I recently returned from the annual conference of the Association for Gravestone Studies as known affectionately as “Cemetery Camp”. I will be sharing most of my photos on the Facebook page Early Gravemarkers however I wanted to say how thrilled I was to give a paper on the Farewell Cemetery Coffin Hardware Collection held at the Oshawa Museum. Titled Decorating the Dead my paper looked at the form and style of 19th century coffin hardware and its similarities to gravestone adornment and the use of coffin decorations as an indicator of social status.
Victorian gravestones function as a visible display of commemoration and were a deeply personal choice influenced, to some extent, by economic status and the period in which the stone was carved. Perhaps just as important, but certainly less visible, are the ways in which the Victorians ornamented and personalized the coffins of the deceased. Similar in style to iconography seen on historic gravestones, the choice of coffin hardware reflects individual preference and position in society and was one way mourners could personalize a coffin for their loved one.

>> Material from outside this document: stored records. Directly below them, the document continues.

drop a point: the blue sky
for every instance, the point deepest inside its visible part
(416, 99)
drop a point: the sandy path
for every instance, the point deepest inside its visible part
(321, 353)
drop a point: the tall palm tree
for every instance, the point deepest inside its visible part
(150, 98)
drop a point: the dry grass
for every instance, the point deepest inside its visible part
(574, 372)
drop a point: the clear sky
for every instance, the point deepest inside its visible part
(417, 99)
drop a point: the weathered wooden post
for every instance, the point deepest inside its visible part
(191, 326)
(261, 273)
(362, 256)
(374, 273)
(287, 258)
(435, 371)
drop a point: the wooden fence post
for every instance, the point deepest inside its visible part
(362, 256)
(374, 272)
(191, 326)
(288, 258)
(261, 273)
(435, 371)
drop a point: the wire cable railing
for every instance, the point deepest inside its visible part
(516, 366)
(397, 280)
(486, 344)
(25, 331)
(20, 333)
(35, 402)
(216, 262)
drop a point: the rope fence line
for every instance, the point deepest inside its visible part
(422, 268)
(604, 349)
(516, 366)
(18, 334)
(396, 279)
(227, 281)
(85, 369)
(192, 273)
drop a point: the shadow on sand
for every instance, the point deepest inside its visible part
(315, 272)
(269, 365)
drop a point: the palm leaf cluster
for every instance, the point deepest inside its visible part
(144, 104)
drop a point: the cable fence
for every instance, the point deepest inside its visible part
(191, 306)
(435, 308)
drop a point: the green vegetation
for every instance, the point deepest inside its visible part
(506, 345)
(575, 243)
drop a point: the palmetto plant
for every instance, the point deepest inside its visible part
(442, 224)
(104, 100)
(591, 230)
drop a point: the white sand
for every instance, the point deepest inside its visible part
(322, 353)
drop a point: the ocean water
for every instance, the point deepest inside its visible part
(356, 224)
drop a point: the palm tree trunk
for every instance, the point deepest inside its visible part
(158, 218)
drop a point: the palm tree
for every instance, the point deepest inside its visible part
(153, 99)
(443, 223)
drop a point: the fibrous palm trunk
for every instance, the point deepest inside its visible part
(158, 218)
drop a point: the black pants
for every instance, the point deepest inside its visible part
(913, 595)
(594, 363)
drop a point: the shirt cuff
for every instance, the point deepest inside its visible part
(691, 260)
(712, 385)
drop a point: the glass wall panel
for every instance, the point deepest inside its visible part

The Farewell Cemetery Coffin Hardware Collection, housed at the Oshawa Museum, offers a unique opportunity to study the intersection of iconography, rituals and status in 19th century society. The Coffin Hardware Collection was uncovered in 1992 during road expansion, when unauthorized burials were discovered in the construction path. These burials were located outside the perimeter of the nearby 19th century Farewell Cemetery, home to some of the earliest settlers in Oshawa, Ontario. Archaeologists successfully re-located a total of 36 graves within the cemetery perimeter and the coffin hardware was placed at the Oshawa Museum.